Krugman’s response on cash hoarding

Krugman, in a response, accuses me of not understanding Keynes’s critique of Say’s Law:

Cowen can’t see why corporate hoarding is a problem. Like Riedl and Cochrane, he concedes that there might be some problem if corporations literally piled up stacks of green paper; but he argues that it’s completely different if they put the money in a bank, which will lend it out, or use it to buy securities, which can be used to finance someone else’s spending.

Let’s look at what I actually wrote:

Maybe you are less impressed if say Apple buys T-Bills, but still the funds are recirculated quickly to other investors.  This may not end in a dazzling burst of growth, but there is no unique problem associated with the first round of where the funds come from.  If there is a problem, it is because no one sees especially attractive investment opportunities in great quantity.  (To the extent there is a real desire to invest, the Coase theorem will get the money there.)  That’s a problem at varying levels of corporate profits and some call it The Great Stagnation.
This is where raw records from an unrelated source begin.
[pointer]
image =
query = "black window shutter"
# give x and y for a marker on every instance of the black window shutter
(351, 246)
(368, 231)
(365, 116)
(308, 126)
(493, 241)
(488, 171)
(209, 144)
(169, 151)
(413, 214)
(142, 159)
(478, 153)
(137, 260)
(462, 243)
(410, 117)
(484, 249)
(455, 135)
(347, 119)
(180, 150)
The same response holds if Apple puts the money into banks which earn IOR at the Fed and the money “simply sits there.”  The corporations are not withholding this money from the loanable funds market but rather, to the extent there is a problem, the loanable funds market does not know how to invest it at a sufficiently high ROR.

My arguments is that it can be a problem, and that recycling is not automatic, but in that case other factors must be in play and we should reinterpret the matter in terms of those other factors.  Krugman may or may not agree but he doesn’t get to that point.  Rather his critique is that I think recycling into AD is automatic.  That is a “read fail,” and quite simply he would prefer to counter the argument (Keynes vs. Say) which fits into his prior template rather than deal with what was written.

Dorman thinks there are few good investment opportunities because consumer spending is weak.  In a somewhat condescending fashion, he suggests that somehow I cannot, when thinking about macroeconomics, keep investment and retail spending in my mind at the same time.  He doesn’t mention that my original post considered retail spending explicitly — and with a picture — and argued that although there was a big hit to spending, the pattern of the hit and subsequent recovery for retail doesn’t appear to match the pattern of our investment problems.  Again, he may disagree on the point, but he can’t even bring himself to mention that I cover it, instead preferring to claim I ignore it.